Solutions to the exercises of this homework 3 should, just as for
HW1-HW2, be written in an R-Markdown document with output:
github_document
. Both the R-Markdown document
(.Rmd-file) and the compiled Markdown document (.md
file), as well as any figures needed for properly rendering the Markdown
file on GitHub, should be uploaded to your Homework repository as part
of a HW3
folder. Code should be written clearly in a
consistent style, see in particular Hadley Wickham’s tidyverse style guide. As an
example, code should be easily readable and avoid unnecessary repetition
of variable names.
Open the project hw_data
and pull the most recent
changes. If this does not work, delete the folder and clone a new
version through an R project.
Note: In this homework you will get into contact with SQL databases for the first time. We will spent more time on this topic during next week(s). For now we will only load data of stored databases into R and corresponding code is given in the assignment. If you would like some background on SQL databases you can check out chapter 1, “Relational Databases” of the Introduction to SQL course on DataCamp.
In the file hw_data/seo_marketing_data.sqlite
we have an example of a database often seen in search engine marketing.
It contains data on who buys on that site (conversions). The data has
been simplified a lot, but you can imagine it being from a site that
rents out rooms for hotels. The database represents customers coming
from a search engine (e.g. google), pressing an ad (a “click”) and
whether or not they bought something (if a conversion occurred). There
are two tables, “Clicks” and “Conversion_value”. Each id
represent a unique customer. Use the following code snippet to read
tables from the database.
library(RSQLite)
con <- dbConnect(RSQLite::SQLite(), "../hw_data/seo_marketing_data.sqlite")
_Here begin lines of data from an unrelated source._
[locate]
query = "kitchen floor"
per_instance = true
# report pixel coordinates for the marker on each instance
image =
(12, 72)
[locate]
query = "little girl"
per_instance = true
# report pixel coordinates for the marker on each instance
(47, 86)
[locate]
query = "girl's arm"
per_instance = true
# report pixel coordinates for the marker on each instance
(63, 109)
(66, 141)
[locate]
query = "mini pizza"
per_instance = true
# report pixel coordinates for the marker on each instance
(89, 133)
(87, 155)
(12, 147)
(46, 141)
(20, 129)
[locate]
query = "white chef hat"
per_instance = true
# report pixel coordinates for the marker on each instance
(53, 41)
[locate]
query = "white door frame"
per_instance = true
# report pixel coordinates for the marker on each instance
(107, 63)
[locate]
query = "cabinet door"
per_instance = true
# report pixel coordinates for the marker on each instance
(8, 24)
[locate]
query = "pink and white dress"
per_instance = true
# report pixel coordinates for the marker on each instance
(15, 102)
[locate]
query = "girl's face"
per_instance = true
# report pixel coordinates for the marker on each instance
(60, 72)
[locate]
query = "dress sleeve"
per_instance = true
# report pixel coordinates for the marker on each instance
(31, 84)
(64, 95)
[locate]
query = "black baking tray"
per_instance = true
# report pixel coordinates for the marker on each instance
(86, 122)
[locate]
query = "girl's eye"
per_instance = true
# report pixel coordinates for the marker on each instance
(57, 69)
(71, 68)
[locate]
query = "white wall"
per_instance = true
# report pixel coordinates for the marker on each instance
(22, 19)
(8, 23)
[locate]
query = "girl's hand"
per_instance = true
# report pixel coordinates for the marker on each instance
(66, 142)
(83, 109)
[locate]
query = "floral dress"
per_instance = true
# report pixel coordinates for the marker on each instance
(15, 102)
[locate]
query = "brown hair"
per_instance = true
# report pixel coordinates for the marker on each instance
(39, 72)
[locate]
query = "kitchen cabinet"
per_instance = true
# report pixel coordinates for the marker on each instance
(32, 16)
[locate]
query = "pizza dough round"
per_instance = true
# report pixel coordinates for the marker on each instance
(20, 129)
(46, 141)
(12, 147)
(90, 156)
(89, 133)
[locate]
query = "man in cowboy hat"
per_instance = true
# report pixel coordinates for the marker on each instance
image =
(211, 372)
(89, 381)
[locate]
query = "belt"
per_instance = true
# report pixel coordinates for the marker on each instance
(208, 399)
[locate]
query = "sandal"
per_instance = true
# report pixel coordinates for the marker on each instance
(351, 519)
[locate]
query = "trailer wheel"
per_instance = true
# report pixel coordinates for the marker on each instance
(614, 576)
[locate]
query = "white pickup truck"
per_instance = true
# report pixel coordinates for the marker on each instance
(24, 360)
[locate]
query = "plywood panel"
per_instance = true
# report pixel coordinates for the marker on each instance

# List all available tables
dbListTables(con)
# Tables are "Conversion value" and "Clicks"
# Pull all data in a table to R.
df_clicks <- dbReadTable(con, "Clicks")
Visualize the number of clicks made on each day (date).
Given that there is a cost to each click, which day of the week has been most costly? Hint: there are many ways to solve to problem, but have a look at lubridate::wday.
Make a histogram of the conversion value customers provided.
The “Conversion lag” (CL) of a customer is the number of days
from the customer clicked on an ad to the customer bought
something/converted. An example is that the customer clicked an add on
the first on January and rented a room on the third of January. The CL
is then equal to 2. Plot its distribution in R, interpret and comment on
the results. Hint: Google on how to take differences of
dates. If you want to write a full SQL solution you can use
julianday
.
Present two tables on the following format
Date of click | CL - 25 days | CL - 26 days | CL - 27 days |
2020-.. | a number | number | number |
2020-.. | a number | number | number |
2020-.. | a number | number | number |
2020-.. | a number | number | number |
2020-.. | a number | number | number |
The two tables should contain the sum of clicks and average conversion value. Display the last five rows with knitr::kable. The tables will be sparse (many zeros).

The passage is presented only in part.